A BBC correspondent said there had also been gunfire in the north of the city - traditionally an anti-government stronghold - and that the security forces appeared to be hunting down protesters.
There was a large police presence on major streets of the city on Monday night, but evidence of few ordinary people, our correspondent added.
Earlier, the demonstrators had gathered in Tehran's Enghelab (Revolution) Square, chanting pro-Mousavi slogans.
"Mousavi we support you. We will die, but retrieve our votes," they shouted, many wearing the green of Mousavi's election campaign.
More than 100 opposition figures arrested, including the brother of ex-reformist President Khatami
Local and international phone and text message services interrupted
Social networking and newspaper websites blocked
"Heavy electronic jamming" from inside Iran disrupts BBC Persian TV service
International journalists arrested and asked to leave
Iranian newspapers do not carry reports of the violence
Mr Mousavi eventually appeared, addressing the crowd from the roof of his car.

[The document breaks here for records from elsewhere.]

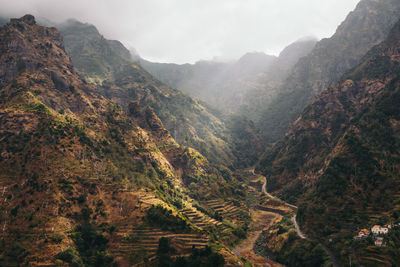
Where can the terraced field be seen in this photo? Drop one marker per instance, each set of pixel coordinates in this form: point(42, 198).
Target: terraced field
point(144, 241)
point(226, 209)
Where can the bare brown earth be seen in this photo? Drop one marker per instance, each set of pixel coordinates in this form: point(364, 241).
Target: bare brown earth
point(262, 220)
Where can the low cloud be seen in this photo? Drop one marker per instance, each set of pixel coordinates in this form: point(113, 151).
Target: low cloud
point(189, 30)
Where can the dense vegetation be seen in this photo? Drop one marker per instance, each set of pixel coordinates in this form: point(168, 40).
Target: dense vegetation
point(367, 26)
point(160, 216)
point(198, 257)
point(339, 161)
point(190, 122)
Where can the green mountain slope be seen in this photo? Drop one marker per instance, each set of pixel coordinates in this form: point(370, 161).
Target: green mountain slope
point(340, 160)
point(363, 28)
point(76, 171)
point(242, 86)
point(190, 122)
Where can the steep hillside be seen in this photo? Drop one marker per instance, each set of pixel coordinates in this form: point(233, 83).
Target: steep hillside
point(78, 175)
point(340, 159)
point(241, 86)
point(363, 28)
point(190, 122)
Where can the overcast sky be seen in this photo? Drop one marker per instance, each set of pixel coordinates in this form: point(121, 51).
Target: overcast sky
point(183, 31)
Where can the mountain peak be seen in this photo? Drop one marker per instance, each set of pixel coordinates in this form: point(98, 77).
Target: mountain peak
point(28, 19)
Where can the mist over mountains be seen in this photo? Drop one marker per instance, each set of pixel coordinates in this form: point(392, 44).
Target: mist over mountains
point(109, 159)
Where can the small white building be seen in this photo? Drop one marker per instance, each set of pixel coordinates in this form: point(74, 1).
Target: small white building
point(377, 229)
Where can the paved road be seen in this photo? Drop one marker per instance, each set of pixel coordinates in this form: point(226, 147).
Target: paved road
point(296, 225)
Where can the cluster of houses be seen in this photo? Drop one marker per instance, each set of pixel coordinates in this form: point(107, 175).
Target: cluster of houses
point(377, 234)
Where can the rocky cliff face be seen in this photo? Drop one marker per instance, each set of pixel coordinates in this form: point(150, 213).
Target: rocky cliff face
point(363, 28)
point(190, 122)
point(74, 167)
point(340, 157)
point(242, 86)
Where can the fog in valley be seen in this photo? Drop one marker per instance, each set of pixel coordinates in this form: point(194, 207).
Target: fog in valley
point(182, 31)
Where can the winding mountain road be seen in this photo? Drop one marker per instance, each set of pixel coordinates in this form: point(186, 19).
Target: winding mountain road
point(296, 225)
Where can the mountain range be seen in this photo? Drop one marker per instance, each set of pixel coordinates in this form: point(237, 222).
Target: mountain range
point(109, 159)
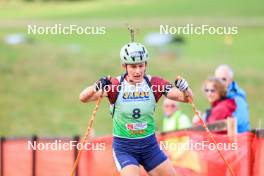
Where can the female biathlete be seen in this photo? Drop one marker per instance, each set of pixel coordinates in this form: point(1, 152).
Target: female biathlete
point(133, 96)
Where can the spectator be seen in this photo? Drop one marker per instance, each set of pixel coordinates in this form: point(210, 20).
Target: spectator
point(173, 119)
point(221, 106)
point(226, 74)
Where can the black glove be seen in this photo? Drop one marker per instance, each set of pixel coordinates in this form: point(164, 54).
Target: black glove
point(102, 83)
point(181, 84)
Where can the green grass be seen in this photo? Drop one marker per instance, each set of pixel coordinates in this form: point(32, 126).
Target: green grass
point(40, 81)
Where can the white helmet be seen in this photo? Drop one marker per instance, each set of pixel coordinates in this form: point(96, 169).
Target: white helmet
point(133, 53)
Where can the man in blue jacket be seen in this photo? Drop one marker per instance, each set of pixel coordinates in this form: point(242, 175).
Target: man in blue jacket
point(225, 73)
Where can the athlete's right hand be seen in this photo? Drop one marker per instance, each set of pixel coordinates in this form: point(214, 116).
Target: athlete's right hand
point(102, 83)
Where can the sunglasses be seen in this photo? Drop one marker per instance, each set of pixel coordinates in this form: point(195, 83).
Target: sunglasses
point(209, 90)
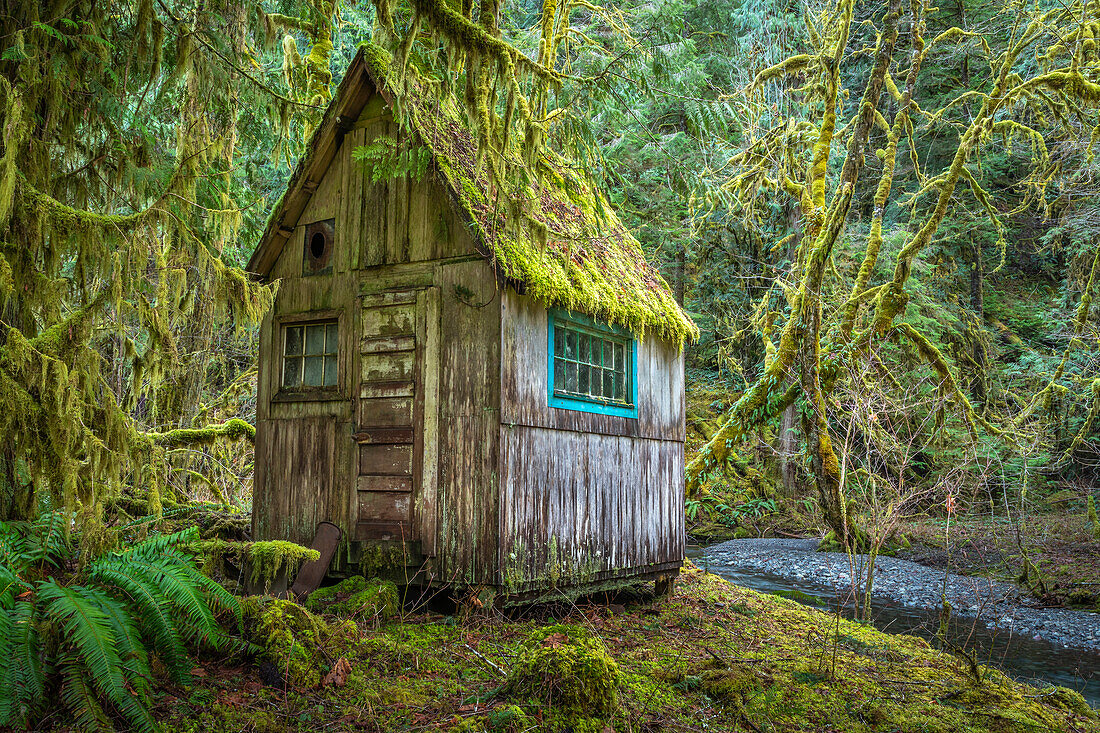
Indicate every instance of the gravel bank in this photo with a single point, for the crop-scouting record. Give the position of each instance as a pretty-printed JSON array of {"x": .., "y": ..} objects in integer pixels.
[{"x": 997, "y": 604}]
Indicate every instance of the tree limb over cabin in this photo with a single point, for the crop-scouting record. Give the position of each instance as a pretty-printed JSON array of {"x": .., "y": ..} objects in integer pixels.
[{"x": 481, "y": 383}]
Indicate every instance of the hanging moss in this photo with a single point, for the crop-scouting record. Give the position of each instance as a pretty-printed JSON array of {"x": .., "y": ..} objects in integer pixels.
[
  {"x": 233, "y": 429},
  {"x": 1093, "y": 520}
]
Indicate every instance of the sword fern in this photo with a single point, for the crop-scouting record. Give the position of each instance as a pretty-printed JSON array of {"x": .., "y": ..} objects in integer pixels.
[{"x": 78, "y": 631}]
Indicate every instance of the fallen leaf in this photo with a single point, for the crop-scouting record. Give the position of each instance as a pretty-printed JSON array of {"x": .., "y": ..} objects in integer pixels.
[{"x": 339, "y": 674}]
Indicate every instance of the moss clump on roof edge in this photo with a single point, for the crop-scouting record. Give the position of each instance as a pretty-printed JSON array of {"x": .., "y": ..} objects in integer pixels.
[{"x": 565, "y": 245}]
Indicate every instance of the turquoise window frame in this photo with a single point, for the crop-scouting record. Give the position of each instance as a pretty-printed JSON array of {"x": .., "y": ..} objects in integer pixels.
[{"x": 579, "y": 321}]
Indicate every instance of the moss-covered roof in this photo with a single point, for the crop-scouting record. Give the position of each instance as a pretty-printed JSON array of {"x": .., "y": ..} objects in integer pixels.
[{"x": 556, "y": 234}]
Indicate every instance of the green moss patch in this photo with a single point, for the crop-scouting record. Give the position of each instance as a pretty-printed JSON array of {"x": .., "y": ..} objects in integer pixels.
[
  {"x": 568, "y": 669},
  {"x": 711, "y": 657},
  {"x": 356, "y": 598},
  {"x": 298, "y": 643}
]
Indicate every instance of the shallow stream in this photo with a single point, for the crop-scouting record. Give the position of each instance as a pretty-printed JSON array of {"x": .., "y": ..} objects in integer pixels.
[{"x": 1020, "y": 656}]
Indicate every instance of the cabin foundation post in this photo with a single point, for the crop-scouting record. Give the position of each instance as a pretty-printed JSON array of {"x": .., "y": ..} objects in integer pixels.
[{"x": 664, "y": 584}]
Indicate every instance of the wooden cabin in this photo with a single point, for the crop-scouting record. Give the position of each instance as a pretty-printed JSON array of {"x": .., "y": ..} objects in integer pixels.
[{"x": 488, "y": 401}]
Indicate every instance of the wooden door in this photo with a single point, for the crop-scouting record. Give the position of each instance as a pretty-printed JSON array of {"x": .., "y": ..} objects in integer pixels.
[{"x": 397, "y": 416}]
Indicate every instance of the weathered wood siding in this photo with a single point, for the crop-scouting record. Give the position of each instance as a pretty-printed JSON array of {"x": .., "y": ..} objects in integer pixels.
[
  {"x": 469, "y": 398},
  {"x": 439, "y": 433},
  {"x": 524, "y": 381},
  {"x": 586, "y": 496},
  {"x": 365, "y": 457}
]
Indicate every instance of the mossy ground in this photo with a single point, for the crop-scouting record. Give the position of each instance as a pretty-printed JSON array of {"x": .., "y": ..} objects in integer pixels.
[{"x": 711, "y": 657}]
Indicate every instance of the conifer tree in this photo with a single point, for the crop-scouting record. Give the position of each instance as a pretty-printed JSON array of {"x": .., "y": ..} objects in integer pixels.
[{"x": 120, "y": 138}]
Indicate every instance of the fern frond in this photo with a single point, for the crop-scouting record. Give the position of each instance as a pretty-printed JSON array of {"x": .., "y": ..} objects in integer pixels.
[
  {"x": 132, "y": 581},
  {"x": 174, "y": 584},
  {"x": 219, "y": 598},
  {"x": 89, "y": 631},
  {"x": 79, "y": 697},
  {"x": 129, "y": 643},
  {"x": 22, "y": 670}
]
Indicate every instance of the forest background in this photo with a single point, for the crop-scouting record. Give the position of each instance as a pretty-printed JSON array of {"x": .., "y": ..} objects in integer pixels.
[
  {"x": 882, "y": 216},
  {"x": 143, "y": 145}
]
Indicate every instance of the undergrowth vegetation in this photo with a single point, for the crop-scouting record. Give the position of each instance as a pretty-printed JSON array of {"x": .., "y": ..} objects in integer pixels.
[
  {"x": 711, "y": 657},
  {"x": 86, "y": 624}
]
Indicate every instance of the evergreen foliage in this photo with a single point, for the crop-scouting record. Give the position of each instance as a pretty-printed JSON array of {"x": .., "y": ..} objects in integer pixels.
[
  {"x": 79, "y": 623},
  {"x": 139, "y": 143}
]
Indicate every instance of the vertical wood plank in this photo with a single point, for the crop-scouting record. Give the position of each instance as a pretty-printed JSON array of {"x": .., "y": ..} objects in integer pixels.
[{"x": 428, "y": 504}]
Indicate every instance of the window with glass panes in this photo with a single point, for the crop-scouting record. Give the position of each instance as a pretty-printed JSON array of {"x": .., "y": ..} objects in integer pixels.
[
  {"x": 309, "y": 356},
  {"x": 591, "y": 365}
]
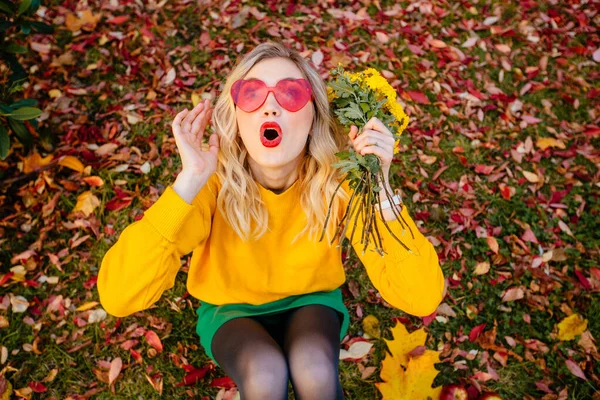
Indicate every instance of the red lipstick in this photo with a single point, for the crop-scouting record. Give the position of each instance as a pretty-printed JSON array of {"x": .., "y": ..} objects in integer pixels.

"The vote of the people is more important than Mousavi or any other person," he told his supporters.
Elsewhere in Iran, pro-Mousavi demonstrators were reported to have clashed with police in the historic city of Esfahan and the north-eastern city of Mashhad.
Police in Shiraz, south-west Iran, fired into the air to disperse demonstrations, witnesses said.
A crowd of about 2,000 people also took to the streets in the heavily Arab city of Ahvaz near the Iraqi border, reports say.
Mr Mousavi has said that another rally is planned for Tuesday in north Tehran.
The 12-member Guardian Council is due to meet Mr Mousavi and Mr Rezai on Tuesday to discuss their grievances.
State television reported that Supreme Leader Ayatollah Ali Khamenei, who has upheld the election result, urged the Guardian Council to "precisely consider" the complaints.
But the Iranian leadership has put itself in an impossible position, our Tehran correspondent says.
He says that Ayatollah Khamenei has given his complete endorsement to the election result and to Mr Ahmadinejad, and by doing so he has put at risk the very foundations of the Islamic republic.
Dozens of opposition activists have been arrested since the protests began, while internet sites appear to have been blocked and the media heavily restricted.
UN Secretary-General Ban Ki-moon said he was following the situation closely.
"The position of me and the United Nations is that the genuine will of the Iranian people should be fully respected," he told reporters.
EU foreign ministers expressed "serious concern" and called for an inquiry into the conduct of the election, while France and Germany each summoned their Iranian ambassadors to explain what was going on.
German Chancellor Angela Merkel criticised the use of "completely unacceptable" force against protesters and called for a "transparent evaluation of the election result".
While the result of the election is disputed, correspondents note that Mr Ahmadinejad does have the backing of millions of Iranians.
Groups of his supporters gathered outside French and British embassies in Tehran on Monday, protesting against what they consider to be foreign interference in Iran's affairs.
"We have gathered here to protest the hidden interference of the Brits and the world, who are trying to create chaos in our country," one protester said.